Зато Мигулев с его каторжными замашками оказался довольно внимательным читателем. В отличие от Восьмеркина, легкомысленно пропускавшего абзацы, а иногда и целые страницы текста, он не испытывал затруднений даже в тех местах, которые выглядели скучноватыми и с точки зрения самого Юрия Андреевича. Вот только дружба с бывшим лагерником никак не завязывалась, а Юрию Андреевичу хотелось именно этого – теплых человеческих отношений, взаимопонимания, поддержки… Более того, если судить по хмурому выражению лица и недоуменному, а часто и презрительному фырканью, здесь скорее имела место откровенная антипатия, в лучшем случае – неприязненное равнодушие.
Книгу Мигулев таскал с собой, в комнате не оставлял, резонно опасаясь чужих глаз – на то ведь оно и общежитие, что двери тут всегда нараспашку.
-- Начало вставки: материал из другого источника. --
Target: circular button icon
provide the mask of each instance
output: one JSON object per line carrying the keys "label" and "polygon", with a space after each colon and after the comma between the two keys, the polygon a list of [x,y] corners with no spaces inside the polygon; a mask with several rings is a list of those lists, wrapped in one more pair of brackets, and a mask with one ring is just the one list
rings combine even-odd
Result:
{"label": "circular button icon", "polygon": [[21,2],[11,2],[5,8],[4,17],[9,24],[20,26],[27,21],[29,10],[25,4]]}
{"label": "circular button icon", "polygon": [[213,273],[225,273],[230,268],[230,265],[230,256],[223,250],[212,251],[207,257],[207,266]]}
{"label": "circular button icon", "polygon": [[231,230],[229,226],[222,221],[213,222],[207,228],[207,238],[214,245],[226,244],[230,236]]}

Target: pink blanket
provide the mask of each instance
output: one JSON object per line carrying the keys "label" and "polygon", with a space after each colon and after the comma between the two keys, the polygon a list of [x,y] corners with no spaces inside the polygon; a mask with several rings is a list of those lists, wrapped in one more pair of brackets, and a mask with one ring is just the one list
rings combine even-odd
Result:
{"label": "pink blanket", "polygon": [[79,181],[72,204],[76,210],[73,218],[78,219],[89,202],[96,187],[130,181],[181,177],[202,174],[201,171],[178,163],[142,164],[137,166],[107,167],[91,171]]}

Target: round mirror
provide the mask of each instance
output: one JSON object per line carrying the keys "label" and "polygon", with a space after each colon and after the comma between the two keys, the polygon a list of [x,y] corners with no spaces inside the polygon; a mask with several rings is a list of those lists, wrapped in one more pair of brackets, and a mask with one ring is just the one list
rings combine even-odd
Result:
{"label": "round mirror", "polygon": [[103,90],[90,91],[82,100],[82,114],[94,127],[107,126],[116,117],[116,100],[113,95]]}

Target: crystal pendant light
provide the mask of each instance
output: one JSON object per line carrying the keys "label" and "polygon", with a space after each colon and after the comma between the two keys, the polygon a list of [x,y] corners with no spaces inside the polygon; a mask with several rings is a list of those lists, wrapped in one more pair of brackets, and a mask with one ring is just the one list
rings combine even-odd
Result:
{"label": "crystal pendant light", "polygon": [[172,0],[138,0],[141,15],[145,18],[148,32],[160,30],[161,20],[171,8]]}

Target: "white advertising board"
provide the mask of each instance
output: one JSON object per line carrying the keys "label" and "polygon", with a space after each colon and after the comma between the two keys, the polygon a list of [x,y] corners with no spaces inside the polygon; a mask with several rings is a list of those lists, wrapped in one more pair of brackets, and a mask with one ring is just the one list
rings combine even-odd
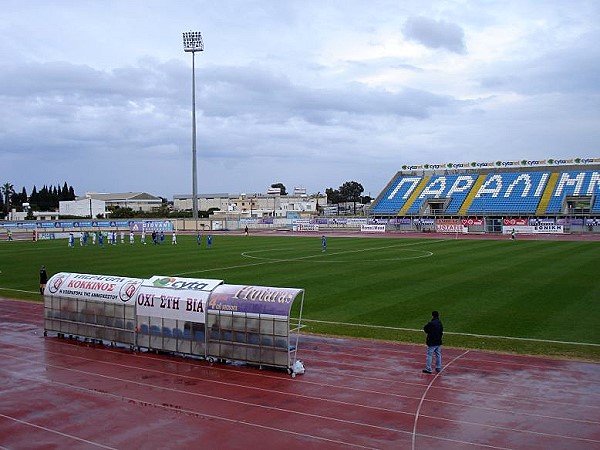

Наученный горьким опытом, он вообще мало кому доверял не только в университетской среде, кишащей стукливыми дятлами, но и в принципе, по жизни. Одним из этих немногих был его старый научный руководитель Артамонов, тоже посидевший, хотя и коротко, в первой соловецкой волне конца двадцатых годов. Они успели съездить вместе в экспедицию еще до войны, и это давнее знакомство связывало их, как мост, протянувшийся над черной, на полтора десятилетия, дырой мигулевской отсидки.
Нельзя сказать, что Юрию Андреевичу нравилась свалившаяся на него кочевая жизнь. Назначение книги – пребывать в руках читателя, на его столе, а в остальное время – на полке, в покое и ожидании. А непрерывная тряска в сумках, портфелях и карманах подобает разве что кошельку с медяками. Но и в комнате, где постоянно бубнила радиоточка, он чувствовал себя не лучше. Уж больно часто это неумолкающее радио говорило о нем – чрезвычайно скромном, в общем-то, человеке, никогда не любившем находиться в центре внимания.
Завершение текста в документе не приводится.